The starting nine in general have to start hitting up and down the line-up. You can’t have the core going MIA during a series that was recognized to be a key series for them down the stretch. According to Fangraphs the Cubs top batting leaders are Kris Bryant, Javier Baez, Anthony Rizzo, Willson Contreras and Jason Heyward. This past series with the Milwaukee Brewers, they went a combined 9/59 with two walks and one HBP. If the Cubs want to win, those guys need to step up.
Kyle Schwarber can hit two home runs in a game every now and then but he is still hitting just .228 for the season. I say use him as a trade piece and acquire someone who can leadoff and has a higher than league batting average.
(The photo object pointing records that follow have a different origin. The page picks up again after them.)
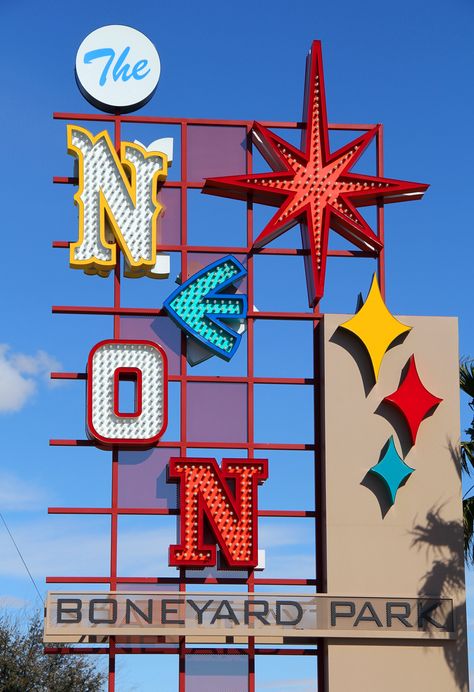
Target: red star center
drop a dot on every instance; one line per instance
(413, 400)
(313, 187)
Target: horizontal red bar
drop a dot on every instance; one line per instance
(178, 580)
(211, 250)
(169, 511)
(102, 117)
(198, 445)
(203, 378)
(82, 650)
(154, 312)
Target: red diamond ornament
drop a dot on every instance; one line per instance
(413, 400)
(313, 186)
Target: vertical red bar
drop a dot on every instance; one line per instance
(114, 480)
(380, 213)
(250, 385)
(183, 367)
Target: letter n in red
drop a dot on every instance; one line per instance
(205, 491)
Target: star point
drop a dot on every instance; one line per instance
(313, 187)
(392, 471)
(375, 326)
(413, 400)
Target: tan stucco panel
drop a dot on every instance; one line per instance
(415, 546)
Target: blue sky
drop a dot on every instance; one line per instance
(408, 67)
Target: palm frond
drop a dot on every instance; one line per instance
(468, 521)
(466, 376)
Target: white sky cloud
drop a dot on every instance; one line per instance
(19, 376)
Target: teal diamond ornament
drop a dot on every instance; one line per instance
(392, 470)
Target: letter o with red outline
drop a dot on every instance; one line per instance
(145, 360)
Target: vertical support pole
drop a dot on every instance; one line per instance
(380, 214)
(183, 367)
(319, 484)
(250, 384)
(114, 480)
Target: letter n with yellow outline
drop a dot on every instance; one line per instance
(117, 202)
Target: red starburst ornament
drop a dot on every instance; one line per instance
(413, 400)
(313, 187)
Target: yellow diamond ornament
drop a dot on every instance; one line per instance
(375, 326)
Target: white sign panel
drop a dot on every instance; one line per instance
(117, 68)
(262, 615)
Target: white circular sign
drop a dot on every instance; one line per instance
(117, 68)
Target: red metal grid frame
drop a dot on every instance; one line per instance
(114, 511)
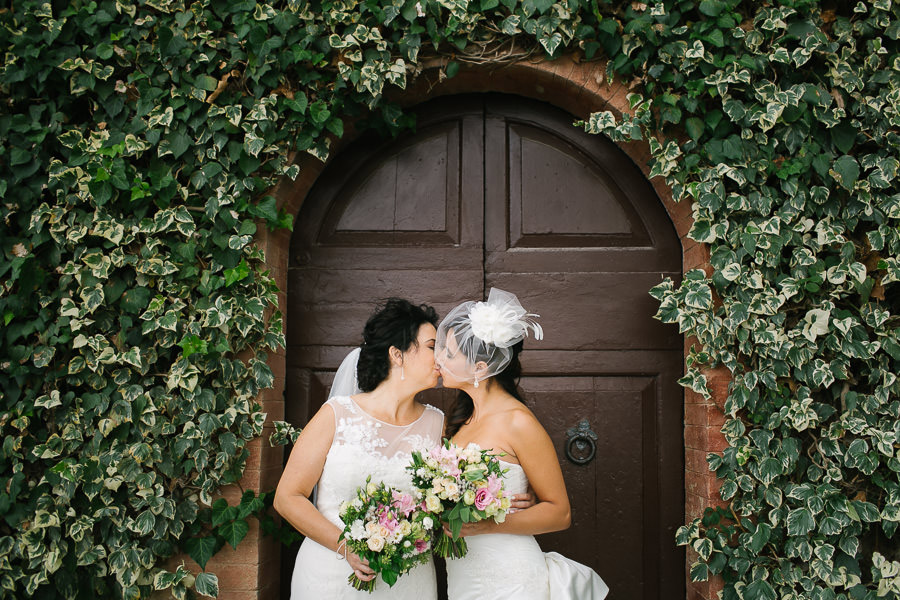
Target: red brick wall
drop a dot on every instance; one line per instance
(580, 88)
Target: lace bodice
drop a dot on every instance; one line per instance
(365, 446)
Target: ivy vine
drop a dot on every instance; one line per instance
(141, 138)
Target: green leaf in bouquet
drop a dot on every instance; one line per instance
(389, 576)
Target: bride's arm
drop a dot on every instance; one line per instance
(537, 456)
(302, 472)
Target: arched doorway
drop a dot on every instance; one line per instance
(500, 191)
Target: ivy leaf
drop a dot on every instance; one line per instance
(319, 112)
(845, 171)
(800, 522)
(237, 273)
(192, 344)
(201, 549)
(694, 127)
(759, 590)
(843, 136)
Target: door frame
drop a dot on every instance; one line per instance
(579, 88)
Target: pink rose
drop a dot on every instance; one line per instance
(494, 484)
(388, 520)
(404, 503)
(483, 498)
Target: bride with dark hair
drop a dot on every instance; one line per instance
(370, 425)
(477, 351)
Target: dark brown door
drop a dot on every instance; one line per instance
(495, 191)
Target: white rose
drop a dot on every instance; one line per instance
(357, 530)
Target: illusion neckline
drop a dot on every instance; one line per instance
(374, 418)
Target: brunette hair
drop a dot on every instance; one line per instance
(397, 324)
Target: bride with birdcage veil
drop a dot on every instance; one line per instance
(477, 352)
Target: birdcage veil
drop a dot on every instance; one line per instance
(345, 381)
(483, 332)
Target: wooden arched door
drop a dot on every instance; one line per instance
(500, 191)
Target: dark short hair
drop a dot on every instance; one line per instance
(396, 323)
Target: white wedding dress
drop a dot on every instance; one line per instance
(364, 446)
(504, 566)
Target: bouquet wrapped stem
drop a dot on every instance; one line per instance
(449, 547)
(359, 584)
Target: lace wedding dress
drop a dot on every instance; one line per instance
(363, 446)
(503, 566)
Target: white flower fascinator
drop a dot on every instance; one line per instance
(483, 332)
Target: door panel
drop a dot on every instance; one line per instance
(499, 191)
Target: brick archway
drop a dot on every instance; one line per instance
(580, 88)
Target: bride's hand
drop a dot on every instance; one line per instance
(360, 566)
(522, 501)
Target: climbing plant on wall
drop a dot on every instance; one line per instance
(140, 140)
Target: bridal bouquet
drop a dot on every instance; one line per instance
(390, 529)
(464, 485)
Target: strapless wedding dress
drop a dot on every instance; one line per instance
(364, 446)
(503, 566)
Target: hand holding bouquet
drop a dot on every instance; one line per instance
(388, 528)
(464, 484)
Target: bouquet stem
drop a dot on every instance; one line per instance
(359, 584)
(448, 547)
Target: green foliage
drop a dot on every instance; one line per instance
(140, 140)
(791, 159)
The Cubs rotation has been solid, especially since the All-Star break. Before the All-Star break Cubs starters were posting an above league average 4.38 ERA — a number that could’ve been better if not for Darvish’s shaky first half. With Hamels currently on the IL you would think the starter’s ERA would have worsened (since the All-Star break the league average is 4.55) but the Cubs starter’s have actually pitched to a sterling 3.23 era. With Hamels coming back soon, we have a more-than-solid 5 man rotation.
It All Comes Down to the Bullpen
If the Cubs are to consistently win games en route to another division title, and give themselves another shot at a World Series, they need to acquire a lethal left and right-handed reliever. You can not hope that Brandon Morrow will be ready, you can not hope that Pedro Strop will rediscover his fastball. Is Kyle Ryan really your answer? Derek Holland looked serviceable, Sunday’s 1-2-3 inning (including retiring Christian Yelich) providing hope, but the Cubs can ill-afford to rely on guys that are either unproven or looking to revitalize their careers.
The Cubs currently sport an ugly 4.36 ERA in the second half, and their glowing miscues from this past weekend in Milwaukee signify just how badly reinforcements are needed.
Ben Zobrist‘s return to the Cubs might very well be a shot-in-the-arm, both for the clubhouse and the fan base. Even if he returns to form, however, this roster as currently constructed has too many holes.
Not even vintage ‘Zo can provide everything the Cubs need.